MURMURI
La Biennale di Venezia – 57th International Art Exhibition/ Biennale Arte 2017 Viva Arte Viva
ANDORRA PAVILION
Artist: Eve Ariza
Commissioner: Miriam Ambatlle
Curators: Javier Balmaseda, Paolo De Grandis
Coordinator in Venice: Carlotta Scarpa, PDG Arte Communications
Venue: Istituto S. Maria della Pietà, Castello 3701
Opening hours: 10.00 am – 6.00 pm – Closed on Mondays
Murmuri (Murmur) is a reflection on a universal language, an in-depth research on the material in mutation and the origins of form and sound.

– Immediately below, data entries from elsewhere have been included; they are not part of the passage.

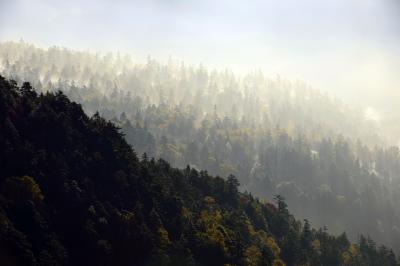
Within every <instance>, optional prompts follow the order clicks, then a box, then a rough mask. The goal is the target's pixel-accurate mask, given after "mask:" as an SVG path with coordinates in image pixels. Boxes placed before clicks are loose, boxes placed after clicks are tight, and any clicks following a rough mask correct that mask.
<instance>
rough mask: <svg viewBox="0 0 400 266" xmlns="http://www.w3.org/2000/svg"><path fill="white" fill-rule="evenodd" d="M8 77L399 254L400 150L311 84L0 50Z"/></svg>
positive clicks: (337, 102)
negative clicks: (36, 89)
mask: <svg viewBox="0 0 400 266" xmlns="http://www.w3.org/2000/svg"><path fill="white" fill-rule="evenodd" d="M0 73H4V74H5V75H7V77H10V76H11V77H15V78H16V79H18V80H19V81H20V83H22V81H24V80H28V81H30V82H33V84H36V85H35V86H37V87H36V88H38V87H39V88H40V89H41V91H44V92H45V91H48V90H49V91H55V90H56V89H60V90H62V91H63V93H65V95H67V96H68V97H69V98H70V99H72V100H74V101H76V102H78V103H80V104H82V107H83V109H84V110H85V112H86V113H88V114H93V113H95V112H96V111H98V112H99V113H100V114H101V116H102V117H104V118H107V119H112V121H113V122H115V123H116V124H117V125H118V126H120V127H121V129H122V132H123V133H124V134H125V139H126V140H127V141H128V143H129V144H131V145H133V146H134V148H135V151H137V153H138V154H143V153H144V152H146V153H147V154H148V155H149V157H156V158H163V159H165V160H167V161H168V162H169V163H170V164H171V165H172V166H175V167H180V168H183V167H185V166H186V165H190V166H191V167H192V168H196V169H203V170H207V171H208V172H209V173H210V174H212V175H220V176H228V175H229V174H231V173H232V174H234V175H235V176H237V178H238V179H239V182H240V184H241V186H240V190H241V191H245V190H247V191H250V192H251V193H252V194H253V195H256V196H259V197H260V198H262V199H269V200H272V196H273V195H274V194H281V195H283V196H285V198H286V200H287V203H288V205H289V207H290V208H289V209H290V211H291V212H292V213H293V214H294V215H295V216H296V217H298V218H307V219H309V220H310V221H311V222H312V223H313V224H314V225H315V226H317V227H323V226H325V225H326V226H328V228H329V232H331V233H333V234H336V235H338V234H340V233H341V232H343V231H346V232H347V235H348V237H349V239H351V240H353V241H356V240H357V239H358V237H359V235H360V234H369V235H370V236H371V237H372V238H373V239H375V240H376V241H377V242H378V243H380V244H381V243H382V244H385V245H387V246H390V247H392V248H394V249H395V251H396V252H400V230H399V226H398V225H399V224H400V208H399V207H398V202H399V201H400V193H399V192H400V150H399V148H398V147H395V146H394V147H383V146H374V147H371V144H377V143H381V142H380V141H379V137H377V135H381V133H382V130H381V128H376V127H374V123H373V121H367V120H365V119H364V116H363V113H362V112H360V110H358V111H357V108H353V107H349V106H346V105H343V104H341V103H340V102H339V101H337V100H334V99H331V98H330V97H328V96H326V95H323V94H321V93H320V92H318V91H316V90H313V89H310V88H309V87H308V86H306V85H304V84H301V83H298V82H289V81H287V80H284V79H282V78H276V79H268V78H265V77H264V76H263V75H262V74H261V73H253V74H251V75H249V76H247V77H244V78H243V79H240V78H238V77H235V76H234V75H232V74H231V73H227V72H210V71H207V69H204V67H198V68H192V67H187V66H184V65H175V64H174V63H173V62H169V63H168V64H160V63H158V62H156V61H155V60H152V59H149V60H148V62H147V63H146V64H144V65H140V64H132V62H130V60H129V58H123V57H121V56H117V57H113V56H112V55H111V54H109V55H105V56H102V55H94V54H90V53H85V52H76V51H71V50H68V49H65V48H57V47H51V48H49V49H39V48H36V47H34V46H32V45H29V44H26V43H23V42H20V43H12V42H10V43H1V44H0ZM339 133H341V134H343V136H342V135H340V134H339ZM358 138H359V139H361V140H363V141H360V140H359V139H358ZM367 144H369V145H367ZM360 219H361V220H362V221H363V223H360V222H359V221H360Z"/></svg>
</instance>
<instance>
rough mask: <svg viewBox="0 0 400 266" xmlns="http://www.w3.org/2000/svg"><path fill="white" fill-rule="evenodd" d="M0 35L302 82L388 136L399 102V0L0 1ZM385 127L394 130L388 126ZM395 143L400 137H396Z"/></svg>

Channeling the tradition of clay art, Andorran artist Eve Ariza works on the multiplication of the bowl as a container of truth and placidity. The ceramic bowl appears as the first form modeled by man with an intention. She purposedly tears its base to reveal a mouth-like shape, thus transforming its essence and leaving aside its conventional use. The enormous time consuming process of the practice of the clay becomes here an act of soothing rebellion. Listening and abandoning oneself to the material as it dictates, in a way, the artist’s living rythm.
The project carries on the artist’s battle against the « bla », the concept of overconsumption and overfeeding on images and sounds as the tangibly sole foundation of today’s society. The installation becomes a sensory experience as each bowl reveals its own natural resonance. Liberated from the burden of any explicit narrative content, the work first provokes an intense physical dialogue with the viewer. The modeled lines forming around the gaped mouths uniquevokely resemble the ripples formed by sound waves. The murmurs emanating recall that first purely poetic vibration that originated all human communication.
In the current context, Murmuri also refers to the many fluctuations of human populations, present and future, and their influence on social structures and the environement. The resonance phenomenon is perceptible mostly through sound but the propagation of that one initial movement could be transposed to human fluxes. Placed in calculated patterns, the different tonalities of the clay suggest the incessant migrations happening in the world. Breaking down border and other invisible barriers, Ariza places the viewer at the center of this original vibration that constituted all matter in the universe.
Eve Ariza’s entire body of work reflects, from ceramics to activist happenings, on human communication and the intrications of language in a post-consumerist society. Through often ephemeral actions, she has been a tenacious critic of the Andorran microcosmos and its downsides.